Cette réussite commerciale incita bon nombre de patrons allemands à rester à Paris. On assiste à une répartition spatiale des différentes professions: les menuisiers et les ébénistes s'installaient dans le Faubourg Saint-Antoine derrière la Bastille, tandis que les tailleurs s'établissaient dans le "Sentier", le IIème arrondissement. Ces riches artisans étaient en voie d'intégration. Ils apprenaient la langue du pays, épousaient des Françaises et demandaient finalement leur naturalisation.

Le Faubourg Saint-Antoine


Source: Le faubourg Saint-Antoine. Un double visage, s.l.d.d. Dominique Hervier, Marie-Agnès Férault, Paris 1998, p. 21.

Les ateliers dirigés par ces riches patrons attiraient les compagnons allemands. Dans certaines cours et dans certains ateliers du Faubourg Saint-Antoine, on n'entendait parler qu'allemand. Il y avait aussi dans le quartier des tavernes, des cafés, des magasins, des associations et des clubs de lecture allemands.
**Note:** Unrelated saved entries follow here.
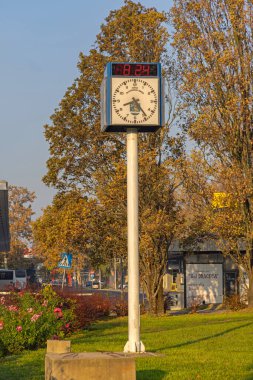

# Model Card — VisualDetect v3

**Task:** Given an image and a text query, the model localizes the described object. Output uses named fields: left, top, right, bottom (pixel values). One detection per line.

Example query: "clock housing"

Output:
left=101, top=62, right=164, bottom=132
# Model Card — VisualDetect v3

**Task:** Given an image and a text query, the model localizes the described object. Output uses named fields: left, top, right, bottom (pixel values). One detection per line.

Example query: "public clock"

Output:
left=101, top=62, right=164, bottom=132
left=111, top=78, right=159, bottom=126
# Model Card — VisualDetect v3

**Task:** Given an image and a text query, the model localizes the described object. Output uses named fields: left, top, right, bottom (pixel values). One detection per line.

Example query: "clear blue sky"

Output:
left=0, top=0, right=171, bottom=216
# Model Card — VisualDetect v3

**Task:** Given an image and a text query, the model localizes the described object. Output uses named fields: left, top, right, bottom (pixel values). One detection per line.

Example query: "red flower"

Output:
left=31, top=313, right=42, bottom=322
left=54, top=307, right=63, bottom=318
left=16, top=325, right=22, bottom=332
left=0, top=321, right=4, bottom=330
left=8, top=305, right=19, bottom=312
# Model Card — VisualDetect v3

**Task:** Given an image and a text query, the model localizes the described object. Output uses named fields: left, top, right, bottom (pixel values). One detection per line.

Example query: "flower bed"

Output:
left=0, top=285, right=75, bottom=357
left=0, top=285, right=129, bottom=357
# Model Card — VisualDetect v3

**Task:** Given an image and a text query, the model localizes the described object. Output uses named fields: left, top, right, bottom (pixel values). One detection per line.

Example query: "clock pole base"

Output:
left=123, top=340, right=145, bottom=353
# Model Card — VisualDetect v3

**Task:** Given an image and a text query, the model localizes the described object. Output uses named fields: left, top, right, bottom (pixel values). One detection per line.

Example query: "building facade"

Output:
left=163, top=240, right=244, bottom=309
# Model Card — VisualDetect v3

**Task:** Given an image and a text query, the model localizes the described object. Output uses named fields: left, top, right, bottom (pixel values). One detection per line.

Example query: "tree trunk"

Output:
left=248, top=268, right=253, bottom=307
left=147, top=281, right=164, bottom=315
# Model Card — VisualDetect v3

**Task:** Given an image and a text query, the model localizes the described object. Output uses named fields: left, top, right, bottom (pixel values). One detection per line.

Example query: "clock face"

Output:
left=111, top=77, right=159, bottom=126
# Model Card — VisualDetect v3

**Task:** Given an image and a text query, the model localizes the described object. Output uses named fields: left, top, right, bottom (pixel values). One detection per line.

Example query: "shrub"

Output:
left=55, top=289, right=111, bottom=329
left=189, top=297, right=202, bottom=314
left=223, top=294, right=247, bottom=311
left=110, top=297, right=128, bottom=317
left=56, top=288, right=129, bottom=322
left=73, top=293, right=111, bottom=328
left=0, top=286, right=75, bottom=356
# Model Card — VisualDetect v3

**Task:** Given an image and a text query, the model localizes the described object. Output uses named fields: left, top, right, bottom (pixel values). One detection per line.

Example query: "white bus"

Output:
left=15, top=269, right=27, bottom=289
left=0, top=269, right=27, bottom=291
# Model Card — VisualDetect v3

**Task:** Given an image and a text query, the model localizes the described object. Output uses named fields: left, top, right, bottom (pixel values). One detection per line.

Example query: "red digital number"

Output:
left=123, top=64, right=131, bottom=76
left=134, top=64, right=142, bottom=76
left=112, top=63, right=154, bottom=76
left=142, top=65, right=150, bottom=76
left=114, top=65, right=123, bottom=75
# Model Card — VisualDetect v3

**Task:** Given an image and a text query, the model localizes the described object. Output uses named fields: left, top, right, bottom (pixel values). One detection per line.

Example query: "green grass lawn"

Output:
left=0, top=309, right=253, bottom=380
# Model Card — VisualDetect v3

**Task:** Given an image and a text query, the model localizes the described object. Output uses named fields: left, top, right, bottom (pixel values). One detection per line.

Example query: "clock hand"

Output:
left=132, top=97, right=147, bottom=117
left=123, top=99, right=139, bottom=106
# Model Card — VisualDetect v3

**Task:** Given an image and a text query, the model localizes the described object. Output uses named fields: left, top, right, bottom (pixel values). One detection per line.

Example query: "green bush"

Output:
left=0, top=285, right=75, bottom=356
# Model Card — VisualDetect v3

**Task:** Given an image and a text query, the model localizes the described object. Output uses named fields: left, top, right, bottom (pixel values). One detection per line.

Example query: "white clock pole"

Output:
left=124, top=128, right=145, bottom=353
left=101, top=62, right=163, bottom=354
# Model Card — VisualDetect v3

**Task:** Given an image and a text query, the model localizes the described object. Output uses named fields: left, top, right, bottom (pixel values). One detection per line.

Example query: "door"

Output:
left=224, top=272, right=237, bottom=296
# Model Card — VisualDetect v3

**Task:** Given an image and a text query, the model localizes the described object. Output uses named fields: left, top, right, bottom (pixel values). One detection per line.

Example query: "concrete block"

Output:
left=45, top=352, right=136, bottom=380
left=47, top=340, right=71, bottom=354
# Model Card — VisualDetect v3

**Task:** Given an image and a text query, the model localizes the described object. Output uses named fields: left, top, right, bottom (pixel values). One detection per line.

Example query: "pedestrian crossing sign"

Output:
left=58, top=253, right=72, bottom=269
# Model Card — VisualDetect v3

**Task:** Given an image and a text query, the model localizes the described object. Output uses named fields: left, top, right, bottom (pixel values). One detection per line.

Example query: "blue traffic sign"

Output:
left=58, top=253, right=72, bottom=269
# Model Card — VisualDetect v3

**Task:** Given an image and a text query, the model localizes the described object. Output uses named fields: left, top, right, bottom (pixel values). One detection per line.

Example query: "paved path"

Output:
left=168, top=303, right=226, bottom=316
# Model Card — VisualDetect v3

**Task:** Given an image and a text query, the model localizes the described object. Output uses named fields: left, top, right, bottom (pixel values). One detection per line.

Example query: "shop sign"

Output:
left=186, top=263, right=223, bottom=306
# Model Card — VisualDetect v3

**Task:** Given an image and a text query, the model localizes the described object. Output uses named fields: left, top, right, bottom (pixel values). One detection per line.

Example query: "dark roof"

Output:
left=169, top=239, right=245, bottom=253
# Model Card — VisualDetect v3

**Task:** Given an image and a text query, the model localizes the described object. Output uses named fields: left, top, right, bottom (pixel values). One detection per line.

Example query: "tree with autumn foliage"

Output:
left=43, top=0, right=170, bottom=193
left=95, top=150, right=182, bottom=314
left=1, top=185, right=36, bottom=268
left=170, top=0, right=253, bottom=306
left=32, top=191, right=104, bottom=270
left=40, top=0, right=184, bottom=314
left=177, top=151, right=252, bottom=300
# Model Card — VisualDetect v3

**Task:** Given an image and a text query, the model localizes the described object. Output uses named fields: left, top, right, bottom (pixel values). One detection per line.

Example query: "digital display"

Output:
left=112, top=63, right=157, bottom=77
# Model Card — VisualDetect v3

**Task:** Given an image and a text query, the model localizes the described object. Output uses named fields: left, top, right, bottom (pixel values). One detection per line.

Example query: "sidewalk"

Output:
left=167, top=303, right=225, bottom=316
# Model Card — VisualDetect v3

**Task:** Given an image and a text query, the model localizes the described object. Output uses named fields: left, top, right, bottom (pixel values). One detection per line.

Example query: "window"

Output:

La présence et la visibilité des Allemands étaient extraordinairement fortes: le promeneur égaré dans les ruelles du Faubourg pouvait un instant se croire à Leipzig ou à Berlin (4). La capacité des compagnons à s'intégrer était plutôt faible: en dehors du travail, ils avaient très peu de contacts avec la population française. Et même après des années à Paris, la plupart parlait très mal le français. Les compagnons restaient souvent entre eux et passaient ensemble leur temps libre. 

"Depuis très-longtemps, les Allemands ont à Paris, pour ainsi dire, le monopole de certains genres d'industries; les bottiers et les tailleurs de cette nation sont surtout tellement nombreux, qu'on pourrait croire que les Allemands seuls ont la vocation de ces professions. (...) Le nombre des bottiers ou ouvriers bottiers allemands s'élève bien à deux mille, et celui des tailleurs ou compagnons tailleurs à quatre mille. Presque tous ces ouvriers sont garçons, et vivent, pour ainsi dire, en communauté dans certains hôtels où on parle allemand du rez-de-chaussée aux mansardes."

Extrait de: Louis Huart, L'Allemand, in: Louis Desnoyers et al. (s.l.d.d.), Les étrangers à Paris, Paris 1844 (?), p. 160-180, ici p. 166.

Avec le début de l'industrialisation, le nombre de compagnons exerçant leur travail à l'aide de machines s'accrut. C'était le cas des bottiers et des tailleurs qui vivaient dans des conditions misérables. Souvent les compagnons logeaient à 4 ou plus dans une petite chambre d'hôtel, sans lumière et sans chauffage, et dormaient sur un lit de paille, à même le sol.